Berlin : Gestern trafen sich Schausteller vom Festplatz mit ihrem neuen Zirkus-Pfarrer zu einer Andacht im Vergnügungszelt

Lothar Heinke

Vormittags döst der Lunapark. Die Wilde Maus lässt ihre Ohren hängen, im Magic House ruht still der Zauberstab, die Achterbahn steht still, nicht eine der 15 000 Lampen vom 45 Meter hohen, "größten Riesenrad mit offenen, drehbaren Gondeln" blinkt zum "Schlaraffenland" hinüber. Erst in ein paar Stunden kommt Bewegung in den Festplatz am Kurt-Schumacher-Damm, ab Zwei heißt es wieder: "Alles dreht sich, alles bewegt sich". Aber jetzt, um Elf?

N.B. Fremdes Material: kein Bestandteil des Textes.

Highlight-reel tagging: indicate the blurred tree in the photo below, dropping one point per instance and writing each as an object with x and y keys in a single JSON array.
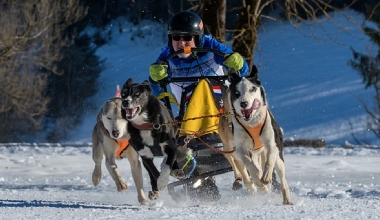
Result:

Der Wirt im Festzelt stellt jedem einen Kaffee hin, Schausteller kommen, klopfen zur Begrüßung auf die langen Holztische. Hier kennen sich alle. Nur einer ist neu. Er ist 40 Jahre alt, heißt Martin Heinke (ist mit dem Berichterstatter weder verwandt noch verschwägert) und möchte an diesem Freitag die kleine Antonia Heitmann taufen. Das zweieinhalbjährige Rummelkind soll wissen, dass seine Wiege zwischen Karussells und Schaubuden steht. Für diesen Fall ist der "Pfarrer in der Circus- und Schaustellerseelsorge der Evangelischen Kirche in Deutschland, Region Ost", wie es offiziell heißt, zuständig. Der Mann kommt extra aus Jena. Bedächtig bereitet er seine Amtshandlung vor: In einer bizarren Kulisse aus Wild-West-Romantik mit einem filmreif gestylten, sehr plastischen Plastik-Polizisten steht ein kleiner Altar mit frischen Blumen und zwei Lichtern neben einem Kreuz. Kirchlicher Zuspruch kann auch unter den Augen von Cowgirls gedeihen, nur, leider, ist Klein-Antonia, die Hauptperson, aus gesundheitlichen Gründen abwesend: Sie musste plötzlich mit einer Darmgeschichte ins Krankenhaus, "und so wünschen wir ihr Gesundheit und Gottes Segen", sagt der Pfarrer. Pfiffig macht er aus der ins Wasser gefallenen Taufe eine kleine Andacht, zwei Dutzend Schausteller singen "Bewahre uns Gott", beten um die Hilfe des Herrn und um Zuspruch für diesen etwas abgelegenen Rummel-Platz - für die liebe Schausteller-Gemeinde findet der Seelsorger den rechten Ton, nicht nur auf seiner Gitarre.

Das mag an seiner inneren Beziehung zum fahrenden Volke liegen - der junge Pfarrer aus dem kleinen Städtchen Nohra bei Weimar war mit 14 Jahren "aus Begeisterung" mit dem allseits bekannten "Cicus Hein", dem einzigen Privatzirkus der DDR, durchs Land gezogen, hatte sich einmal sogar, als die Bären zu früh von der Vorstellung kamen, im Bärenstall eingeschlossen (um ihn in Ruhe sauber zu machen). Dieser Ausflug ins Zirkusleben war so prägend, dass sich der Pastor a) einen Esel anschaffte und b) jetzt spontan auf die Ausschreibung einer Zirkusselsorger-Stelle reagierte.

In Deutschland gibt es noch zwei Kollegen im Talar, die zwischen Zirkuszelt und Achterbahn arbeiten. Martin Heinke ist für Berlin und Ostdeutschland zuständig, ein riesiges Areal, "da ist man ständig auf Achse, aber das liebe ich ja". Der überwiegende Teil der Zirkusleute und Schausteller nehme die Angebote der Kirche an - Taufe, Konfirmation, Trauung, Beerdigung. Sie alle haben eine besondere Beziehung zum lieben Gott. Die Familientradition besteht fort und mit ihr die Glaubenstradition einer geschlossenen Gesellschaft, der das Miteinander irgendwie heilig ist.